Pierre-Franck Chevet a rappelé les enjeux de souveraineté nationale à l’origine de la création de l’IFP en 1945 ; « la souveraineté n’étant pas un synonyme d’indépendance » a-t-il précisé avant d’ajouter « on est dans un temps où le mot souveraineté se réimpose à nous ». Dans son dossier de presse, l’IFPEN rappelle la dépendance aux énergies fossiles entraînant le recours à des matières premières importées. Mais les capacités de raffinage et de transformation sont établies sur le territoire français. Pierre-Franck Chevet a d’ailleurs insisté sur le respect par la France des bonnes pratiques visant à garantir les volumes de stocks stratégiques et à diversifier les approvisionnements.
Lors de la conférence de presse, il a surpris l’auditoire en signalant que l’électrification et les énergies bas-carbone induisent de nouvelles dépendances : à la fois face aux matières premières et face aux chaînes technologiques. Des chocs d’approvisionnements sont possibles (par exemple le contrôle des terres rares avec la Chine) ; à cela s’ajouteraient les risques sur la perte de maîtrise industrielle. Sur les approvisionnements en matériaux : « La Chine nous tient dans ses mains » a-t-il alerté, évoquant sa domination sur les filières de raffinage et de traitement des métaux requis pour l’électrification.

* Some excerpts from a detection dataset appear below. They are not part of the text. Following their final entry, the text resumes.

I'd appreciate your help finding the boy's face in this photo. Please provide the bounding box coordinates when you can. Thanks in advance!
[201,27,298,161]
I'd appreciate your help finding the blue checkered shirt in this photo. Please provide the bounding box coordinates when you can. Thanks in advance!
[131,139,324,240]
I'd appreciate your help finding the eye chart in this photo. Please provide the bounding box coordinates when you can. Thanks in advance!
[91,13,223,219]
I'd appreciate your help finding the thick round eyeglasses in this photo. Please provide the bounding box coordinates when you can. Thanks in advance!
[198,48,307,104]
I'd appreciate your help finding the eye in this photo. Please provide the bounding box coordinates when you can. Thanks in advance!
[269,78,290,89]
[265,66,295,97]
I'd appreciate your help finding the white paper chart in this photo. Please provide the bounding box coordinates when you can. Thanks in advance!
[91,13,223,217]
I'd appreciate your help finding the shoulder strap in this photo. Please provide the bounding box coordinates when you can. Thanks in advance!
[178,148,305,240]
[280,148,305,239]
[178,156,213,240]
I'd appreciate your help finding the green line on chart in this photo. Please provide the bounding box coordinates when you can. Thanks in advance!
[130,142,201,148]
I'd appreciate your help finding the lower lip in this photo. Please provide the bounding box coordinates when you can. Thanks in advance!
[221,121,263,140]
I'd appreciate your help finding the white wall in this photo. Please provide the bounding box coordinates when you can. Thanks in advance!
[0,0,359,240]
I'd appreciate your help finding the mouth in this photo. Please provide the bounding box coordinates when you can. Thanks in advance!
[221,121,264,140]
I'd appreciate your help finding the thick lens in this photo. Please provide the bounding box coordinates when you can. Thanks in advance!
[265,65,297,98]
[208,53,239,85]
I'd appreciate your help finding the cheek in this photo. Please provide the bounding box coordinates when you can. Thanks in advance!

La Chine en avance sur les électrolyseurs à hydrogène
Le tableau n’est pas meilleur pour l’hydrogène : « ils sont leaders mondiaux pour les électrolyseurs » a-t-il constaté. Selon lui, les leviers pour compenser ces handicaps sont l’innovation technologique et le développement d’une production nationale et européenne. Éléments auxquels il faut ajouter la diversification des approvisionnements. La Chine semble accroître son activité de publications scientifiques alors que les USA sont en fort déclin sur ce critère.
L’IFPEN se félicite toutefois d’être, avec le CEA et le CNRS, dans le Top 10 des institutions avancées dans le domaine des technologies bas carbone dans le classement mondial établi par l’Agence internationale de l’énergie (AIE). L’actualité de ce mois de mars 2026 étant l’attribution du prix Environmental achievement-Industry contribution lors du salon international Tire Technology Expo 2026 à Hanovre (Allemagne Fédérale) récompensant le procédé BioButterfly de bio-butadiène associant l’IFPEN, sa filiale Axens et Michelin. Axens ayant pour sa part repris en février 2026 la totalité du contrôle d’Eurecat, une société spécialisée dans la régénération et le recyclage des catalyseurs.
La prochaine étape étant le développement de nouveaux procédés de recyclage pour obtenir des métaux de réemploi « de qualité batterie ». Une illustration concrète de la souveraineté évoquée par Pierre-Franck Chevet.